SAMPIE'S SQUIRREL
- Wade Peebles

- Sep 18
- 3 min read
PART TWO

I do believe I had told you about Sampie's squirrel, well, I do recall telling you he had some critters, and his favorite was his squirrel, he named her Elsinore, after his Granny, he had loved his granny. Like his granny, his squirrel, Elsinore went as "Elsie." That squirrel loved him some Sampie. If Sampie was home, inside or out, Elsie would find him, and sit on his shoulder...the squirrel, Elsie, not his granny. Sampie was a fool for that squirrel now, and like ole Sampie hisself, could afford to miss a meal.
It was right comical the way Elsie rode on his shoulder as he went about his day, she mastered the art of shoulder-riding right off and could use her claws to hold on, but never once clawed him. She knew how to shift herself and her weight, to be always with him at home. It put me in mind of those Olympic ice skater couples doin' a routine, but with Elsie doing most of the work, if I was the judge of their routine, I would give her a 9, and Sampie, a 5.6.
Our town has some fine folks, and like towns the world-over, we have a true "butt-ass," here and there, as Preacher Sutton's boy, Nimrod Earl, called our first grade teacher, Ole Lady Newsome, after she called him down for talking. Ole Lady Newsome sent a note home with Nimrod Earl, to let his Pa know what he had done, so he would tear the boy's butt up with his belt. Ole Lady Newsome was a good judge of character, according to herself, and she 'spected that Preacher Sutton, an old hardshell Baptist, was a true man of God, if ever she had seen one.
She trusted he would burn the boy's butt with his belt. That belt was a biggun, as the Reverend weighed every bit of two hundred and seventy-five pounds, and she gauged his wife topped that by a good twenty pounds. When she got home and ate her supper of a chicken pot pie and a sweet potato, Ole Lady Newsome wished she was a fly on the wall at the Sutton household that evening to see Nimrod Earl get his just deserts.
After school, Nimrod Earl slunked into his house, all slope-shouldered and put upon, as only a first grader could, when delivering an edict that would send him to the guillotine. Nimrod Earl had no clue what a guillotine was, but if he did, he would agree that he felt as if he was to be acquainted with one after supper. He could have blessed his mama's heart for the good fried porkchop, rice and gravy, with buttermilk biscuits, supper she made because it was the old self-righteous rabble-rouser's favorite.

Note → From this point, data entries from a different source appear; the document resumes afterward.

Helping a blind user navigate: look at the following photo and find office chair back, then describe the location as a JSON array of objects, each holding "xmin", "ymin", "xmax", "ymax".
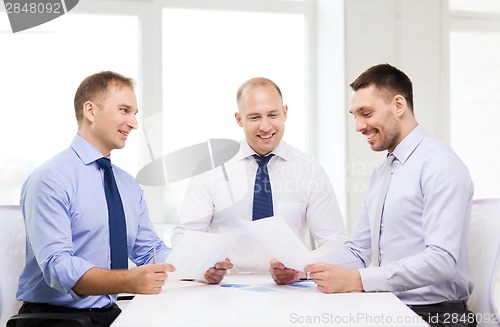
[
  {"xmin": 0, "ymin": 205, "xmax": 26, "ymax": 327},
  {"xmin": 0, "ymin": 205, "xmax": 92, "ymax": 327},
  {"xmin": 468, "ymin": 198, "xmax": 500, "ymax": 327}
]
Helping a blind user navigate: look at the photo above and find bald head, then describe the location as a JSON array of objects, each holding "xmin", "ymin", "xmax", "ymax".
[{"xmin": 236, "ymin": 77, "xmax": 283, "ymax": 112}]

If his Pa was happy, he might even spare Nimrod Earl to live for another day. When he handed it over to him, he had dread circulating in his veins. His Pa opened the envelope, read it, folded it, and placed it in his shirt pocket. He made no mention of it, his face was a classic poker face, it gave no inkling of how Nimrod Earl would be put to death, none at all. He looked over at his wife, then to his boy and told him to get his bath and go to bed early.

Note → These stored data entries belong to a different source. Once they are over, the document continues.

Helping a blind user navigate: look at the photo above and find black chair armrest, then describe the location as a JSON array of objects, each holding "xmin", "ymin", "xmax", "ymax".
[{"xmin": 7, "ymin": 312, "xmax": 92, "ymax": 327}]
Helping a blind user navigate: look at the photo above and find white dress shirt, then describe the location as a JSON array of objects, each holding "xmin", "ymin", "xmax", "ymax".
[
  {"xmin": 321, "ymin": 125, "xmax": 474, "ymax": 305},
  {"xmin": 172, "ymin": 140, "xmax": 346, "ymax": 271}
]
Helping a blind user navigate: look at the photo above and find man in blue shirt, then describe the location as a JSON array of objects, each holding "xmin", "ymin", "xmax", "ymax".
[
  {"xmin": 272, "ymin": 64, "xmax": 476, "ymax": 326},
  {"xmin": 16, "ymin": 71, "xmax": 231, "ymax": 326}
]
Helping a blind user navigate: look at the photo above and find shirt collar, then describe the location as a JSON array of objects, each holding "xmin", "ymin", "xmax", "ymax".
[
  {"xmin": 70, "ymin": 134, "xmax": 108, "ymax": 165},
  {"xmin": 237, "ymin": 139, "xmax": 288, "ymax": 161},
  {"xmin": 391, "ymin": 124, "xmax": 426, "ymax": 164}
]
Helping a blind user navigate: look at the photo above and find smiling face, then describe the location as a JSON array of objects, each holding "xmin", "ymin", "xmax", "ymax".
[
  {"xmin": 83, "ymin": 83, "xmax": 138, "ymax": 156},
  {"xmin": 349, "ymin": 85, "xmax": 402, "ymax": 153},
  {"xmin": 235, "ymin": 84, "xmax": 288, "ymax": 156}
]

As his noggin hit his Donald Duck pillow, his tiny mind was filled with a hundred questions...well, Nimrod Earl could only have put together maybe three, questions, and for him, that was pushing it. As Ole Lady Newsome had her half-cup of hot tea with lemon at bedtime and rubbed Watkins Liniment on her bony chest, as usual, she drifted off right easy, trying to picture Nimrod Earl's Pa tearing his tail up, it had been a right good day, for which she stopped going to sleep for just a minute to thank Go for.

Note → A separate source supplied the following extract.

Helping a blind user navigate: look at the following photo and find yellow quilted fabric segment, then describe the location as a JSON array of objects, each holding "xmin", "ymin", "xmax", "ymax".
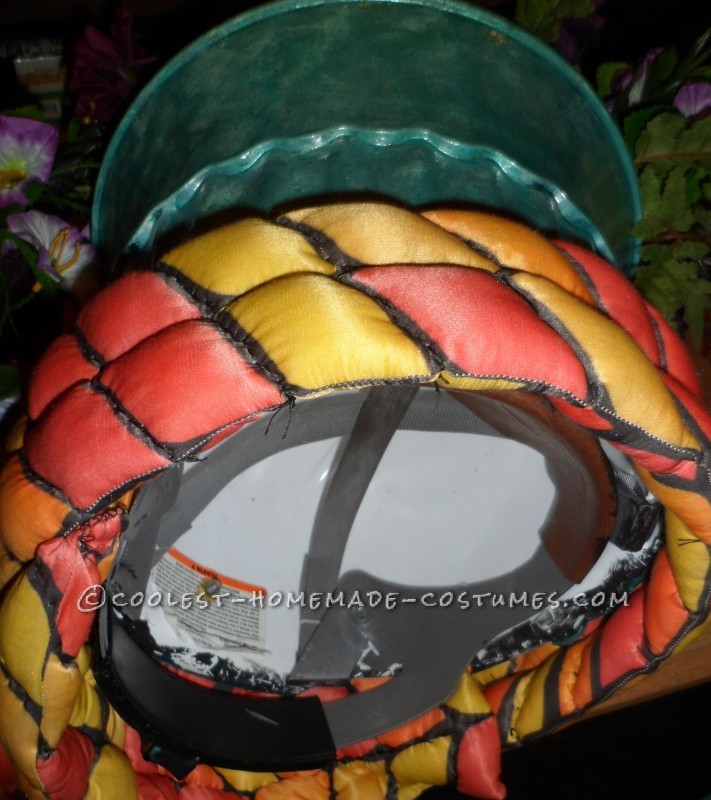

When Rev. Sutton and his wife June Bug were sitting on the bed, backs to each other as they brushed their bare feet against the other to knock the sand off, the Rev. handed the note across to his wife telling her to read it. She asked him if he was going to whip him in the morning. The preacher started laughing as quietly as he could, and told her no, he couldn't whip the boy for speaking truth and besides that he told her, you can't whip a youngun and laugh at the same time, it ain't fittin.'
They both got tickled, and laughing together, led to other things, and that was when Nimrod Earl's little sister-to-be, Sarah Lou was uhm, well, you know...yeah, "started," yep started is a good word for "it."